İstanbul gibi belki de dünyanın en özel su yolunun, Boğaz’ın içinde yaşayan bir şehirde zaten en doğalı da bu olmalı değil mi?
Bu sene pek balık yazmak geçmemiş içimden. Nedeni çok belli. Olmayan bir şeyden bahsetmek biraz ahmakça gelmiş olabilir. Bu mevsimde artık havaların soğumasıyla lezzetlenen palamuttan, yolunu beklediğimiz torikten, ondan yapılacak lakerdadan bahsetmek lazım...
Ama işler istediğimiz gibi gitmiyor. Yıllardır süregelen küresel iklim değişikliği hayatımızı her geçen gün daha da etkilerken tarımla, şarapla, mevsimsel yiyeceklerle ilgilenen benim gibiler için hayatın rutini de değişiyor.
Kasım ayında neredeyse Mayıs ayı havaları yaşıyor olmak, üşümeden şehrin tadını çıkartıyor olmak hatta kurak geçen bir sezon nedeniyle şarap için çok iyi bir hasat mevsimi yaşamış olmak dışarıdan bakıldığında iyi bile görünebilir. Ama bu güzel havalar gerçekten de güzel mi?
Şarap işine başladığım yirmi yıl önce, dünyanın en önemli şarapçılık bölgelerinden Bordeaux’un en önemli sorunu yeterince olgunlaşmayan üzümlerdi. Hatta 12,5 alkol derecesinin üzerine çıkan şaraplar için özel bir klasifikasyon bile vardı. Bağcıların gündüzün ısısını asmalara aktarmak için asma diplerine büyük siyah taşları taşıdıkları hikayeleri anlatılırdı. Sadece yirmi yıl içerisinde bu düşük alkol konusu dert edilecek bir şey olmaktan çıkmakla kalmayıp 2000’li yılların başından itibaren çok iyi yıllar yaşan Bordeaux üreticilerinin yüzleri epey gülmeye başlamıştı. Her yıl iyi olgunlaşan üzümlerden yaptıkları şaraplar sayesinde hasat yıllarını ‘’yüzyılın rekoltesi’’ gibi havalı adlarlar anmaktan büyük keyif duyuyorlardı. Fakat bu kadar kısacık bir zamanda sadece yirmi yıl içerisinde artık ileriyi düşünen pek çok Bordeaux’lu üretici eskiden hiç akla gelmeyecek bir şeyi, sıcağa daha dayanıklı, bölgeye ait olmayan başka üzümleri bu bölgede yetiştirmeye başlamayı tartışır hale geldiler.
Yani güzel havalar diye başlayan bu değişiklik dünyanın dengelerini de bozuyor.
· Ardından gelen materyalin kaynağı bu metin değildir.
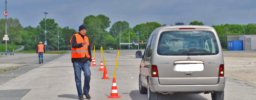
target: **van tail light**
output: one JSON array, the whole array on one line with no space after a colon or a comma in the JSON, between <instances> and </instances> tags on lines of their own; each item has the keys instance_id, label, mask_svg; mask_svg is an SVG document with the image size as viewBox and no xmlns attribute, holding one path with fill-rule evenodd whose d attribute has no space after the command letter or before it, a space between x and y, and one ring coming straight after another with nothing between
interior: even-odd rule
<instances>
[{"instance_id":1,"label":"van tail light","mask_svg":"<svg viewBox=\"0 0 256 100\"><path fill-rule=\"evenodd\" d=\"M224 64L220 65L220 70L219 72L219 77L224 77Z\"/></svg>"},{"instance_id":2,"label":"van tail light","mask_svg":"<svg viewBox=\"0 0 256 100\"><path fill-rule=\"evenodd\" d=\"M196 28L180 28L179 30L196 30Z\"/></svg>"},{"instance_id":3,"label":"van tail light","mask_svg":"<svg viewBox=\"0 0 256 100\"><path fill-rule=\"evenodd\" d=\"M157 65L152 65L151 66L151 72L152 72L152 77L158 77Z\"/></svg>"}]
</instances>

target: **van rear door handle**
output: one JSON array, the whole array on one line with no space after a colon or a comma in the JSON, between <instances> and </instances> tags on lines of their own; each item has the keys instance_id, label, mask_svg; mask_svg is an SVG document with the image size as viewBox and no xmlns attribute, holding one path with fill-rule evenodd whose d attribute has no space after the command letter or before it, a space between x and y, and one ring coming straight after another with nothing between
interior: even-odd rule
<instances>
[{"instance_id":1,"label":"van rear door handle","mask_svg":"<svg viewBox=\"0 0 256 100\"><path fill-rule=\"evenodd\" d=\"M185 72L185 76L193 76L193 72Z\"/></svg>"}]
</instances>

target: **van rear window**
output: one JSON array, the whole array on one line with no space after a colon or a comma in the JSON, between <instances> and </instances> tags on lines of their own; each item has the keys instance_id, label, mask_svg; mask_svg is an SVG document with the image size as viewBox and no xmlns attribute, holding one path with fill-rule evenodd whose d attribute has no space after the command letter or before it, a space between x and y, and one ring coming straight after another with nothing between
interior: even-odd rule
<instances>
[{"instance_id":1,"label":"van rear window","mask_svg":"<svg viewBox=\"0 0 256 100\"><path fill-rule=\"evenodd\" d=\"M164 56L214 55L219 54L219 48L211 32L169 31L161 34L157 54Z\"/></svg>"}]
</instances>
Yağmursuz bu güzel havalar gezmek tozmak için iyi olsa da boşalan barajlar gibi çok basit ama hayatı sekteye uğratacak tehlikeler de barındırıyor.
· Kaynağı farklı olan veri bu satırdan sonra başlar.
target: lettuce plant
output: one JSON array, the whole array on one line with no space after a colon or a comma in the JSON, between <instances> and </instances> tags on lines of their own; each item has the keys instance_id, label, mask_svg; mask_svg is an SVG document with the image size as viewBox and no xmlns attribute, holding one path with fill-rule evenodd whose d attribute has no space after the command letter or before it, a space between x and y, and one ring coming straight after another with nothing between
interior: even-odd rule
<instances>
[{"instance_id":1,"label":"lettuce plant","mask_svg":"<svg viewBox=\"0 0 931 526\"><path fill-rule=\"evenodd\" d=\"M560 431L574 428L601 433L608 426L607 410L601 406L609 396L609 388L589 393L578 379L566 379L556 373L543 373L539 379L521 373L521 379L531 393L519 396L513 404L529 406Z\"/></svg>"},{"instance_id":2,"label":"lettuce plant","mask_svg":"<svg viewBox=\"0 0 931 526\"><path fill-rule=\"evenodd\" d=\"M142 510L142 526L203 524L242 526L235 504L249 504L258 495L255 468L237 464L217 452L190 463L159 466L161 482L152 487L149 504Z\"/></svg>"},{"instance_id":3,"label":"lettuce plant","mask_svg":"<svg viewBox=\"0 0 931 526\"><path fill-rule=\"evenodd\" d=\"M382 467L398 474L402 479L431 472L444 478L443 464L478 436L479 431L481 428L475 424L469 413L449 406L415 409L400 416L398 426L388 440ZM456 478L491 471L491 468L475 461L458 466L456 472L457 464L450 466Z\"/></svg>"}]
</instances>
Küresel iklim değişikliği olarak adlandırılan bu acayip havalar sadece yediğimiz içtiğimizin tadını, şarabın fiyatını vs etkileyen, lüks ihtiyaçları vuran bir şey değil.
Suriye’de yıllardır süren en kadim uygarlıklardan birini, Ortadoğu’nun belki de en güzel şehirlerini yok eden ve anlatılması zor insanlık dramları yaratan Suriye savaşının esas tetikleyicisinin savaş öncesi yıllarda yaşanan kuraklık olduğu artık çok iyi biliniyor.
20-30 yıl sonrasının emeklilik planlarını yaparken, onlarca yıllık kredi borçlarına girip daha iyi bir gelecek için yatırımlar yapıp hep daha fazlasını kazanmaya çalışan bizler için kötü bir haber var. Bindiğimiz gemi batıyor. Gemi battıktan sonra ne kadar zengin olduğumuzun bir önemi kalmayacak. Çok klişe olacak ama Titanic her zaman bu konunun en iyi örneklerinden biri. Batan Titanic, denizin metrelerce dibinde dünyanın en iyi mahzenine sahip. Kimsenin sahip olmayacağı bir mahzen…
Hiç akıllanamayan bizler ise batan Titanic’te keman çalan orkestra gibiyiz. Battığımızı görüyor yapmayı bildiğimiz tek şeyi yani kendi pisliğimizde boğulmayı seçiyoruz. Belki gemi yine batacak ama keman çalmak yerine dolan suyu boşaltmaya çalışanlardan olmak zamanı…
Bu acayip havaların esas suçlusunun kendimiz olduğunu unutmadan daha sorumluk sahibi bir şekilde davranmak zorundayız.